For years, the A’s and the city of Oakland explored a plan to put a ballpark at Howard Terminal, a process that went so far as to garner a page on the Port of Oakland’s website that includes a timeline of the project’s progress and detailed renderings. The A’s had not, however, secured the level of public funding from Oakland that they did from Las Vegas. That, the city argues, is because the Athletics were not willing to scale down their requests.

A new ballpark is not under construction in Las Vegas yet, even though the funding bill passed the state legislature and is expected to be signed into law soon.

“It’s another important step forward,” Manfred said, “but there is a pretty thorough relocation process that the club has to go through.”

That process will take time, and the move is not a sure thing. The A’s must figure out how they plan to finance their share of the stadium project, file an application for relocation, and wait for an owners’ committee to review it. After that, the owners must vote to approve the move. No owners addressed the media Thursday, but Manfred said their preference is usually to keep teams where they are.

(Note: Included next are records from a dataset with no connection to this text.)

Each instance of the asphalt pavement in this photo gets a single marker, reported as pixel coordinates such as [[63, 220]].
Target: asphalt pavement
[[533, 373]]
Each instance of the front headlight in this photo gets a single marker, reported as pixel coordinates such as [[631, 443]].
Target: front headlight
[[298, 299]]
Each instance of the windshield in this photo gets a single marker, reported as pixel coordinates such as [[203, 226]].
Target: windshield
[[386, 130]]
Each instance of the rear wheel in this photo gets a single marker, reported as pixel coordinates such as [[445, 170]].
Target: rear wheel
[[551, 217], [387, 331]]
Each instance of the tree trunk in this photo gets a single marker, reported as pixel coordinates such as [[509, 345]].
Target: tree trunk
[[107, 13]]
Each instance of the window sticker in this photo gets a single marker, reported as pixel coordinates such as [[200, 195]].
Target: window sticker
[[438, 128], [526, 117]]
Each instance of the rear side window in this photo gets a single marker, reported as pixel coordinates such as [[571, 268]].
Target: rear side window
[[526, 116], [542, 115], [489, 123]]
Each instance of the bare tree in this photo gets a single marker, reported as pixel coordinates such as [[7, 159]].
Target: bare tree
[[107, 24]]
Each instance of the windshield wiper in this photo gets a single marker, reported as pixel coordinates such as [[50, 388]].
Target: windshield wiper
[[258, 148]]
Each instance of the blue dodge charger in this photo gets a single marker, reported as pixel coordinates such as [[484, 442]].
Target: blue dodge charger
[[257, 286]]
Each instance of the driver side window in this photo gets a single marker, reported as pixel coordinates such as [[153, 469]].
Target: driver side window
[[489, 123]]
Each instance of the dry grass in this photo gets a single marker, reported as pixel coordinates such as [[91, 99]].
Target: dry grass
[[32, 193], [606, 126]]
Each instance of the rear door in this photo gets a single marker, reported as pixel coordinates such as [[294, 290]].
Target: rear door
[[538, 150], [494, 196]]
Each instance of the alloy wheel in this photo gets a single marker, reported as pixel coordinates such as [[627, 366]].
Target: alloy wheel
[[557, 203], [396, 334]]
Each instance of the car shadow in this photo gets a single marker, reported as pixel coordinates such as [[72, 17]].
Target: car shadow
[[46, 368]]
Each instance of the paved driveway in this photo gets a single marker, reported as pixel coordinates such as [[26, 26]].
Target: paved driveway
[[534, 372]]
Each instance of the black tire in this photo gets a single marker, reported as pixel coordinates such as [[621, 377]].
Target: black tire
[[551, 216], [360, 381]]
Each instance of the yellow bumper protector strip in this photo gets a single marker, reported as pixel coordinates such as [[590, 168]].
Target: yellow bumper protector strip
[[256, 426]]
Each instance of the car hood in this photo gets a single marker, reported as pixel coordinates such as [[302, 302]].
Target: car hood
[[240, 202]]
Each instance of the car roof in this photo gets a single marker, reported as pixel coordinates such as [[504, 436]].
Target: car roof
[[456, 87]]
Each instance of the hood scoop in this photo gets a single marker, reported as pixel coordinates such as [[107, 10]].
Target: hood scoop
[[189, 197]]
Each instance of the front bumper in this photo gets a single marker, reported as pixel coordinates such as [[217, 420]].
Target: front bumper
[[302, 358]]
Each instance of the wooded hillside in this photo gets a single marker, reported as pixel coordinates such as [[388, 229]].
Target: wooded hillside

“It has always been baseball’s policy and preference to stay put. I think that always colors any conversation about relocation,” Manfred said. “Having said that, I think the owners as a whole understand that there has been a multiyear, approaching a decade, effort, where for the vast majority of the time the sole focus was Oakland.”

Asked if he has concerns about moving a team with possible financial troubles to a smaller media market – with a proposal for a smaller ballpark that would allow fewer ticket sales – Manfred said it would be unfair to discuss that at this point.

“They deserve to file their relocation application,” Manfred said. “When I have all of the information in that application, if and when I see concerns, I’ll talk about that publicly.”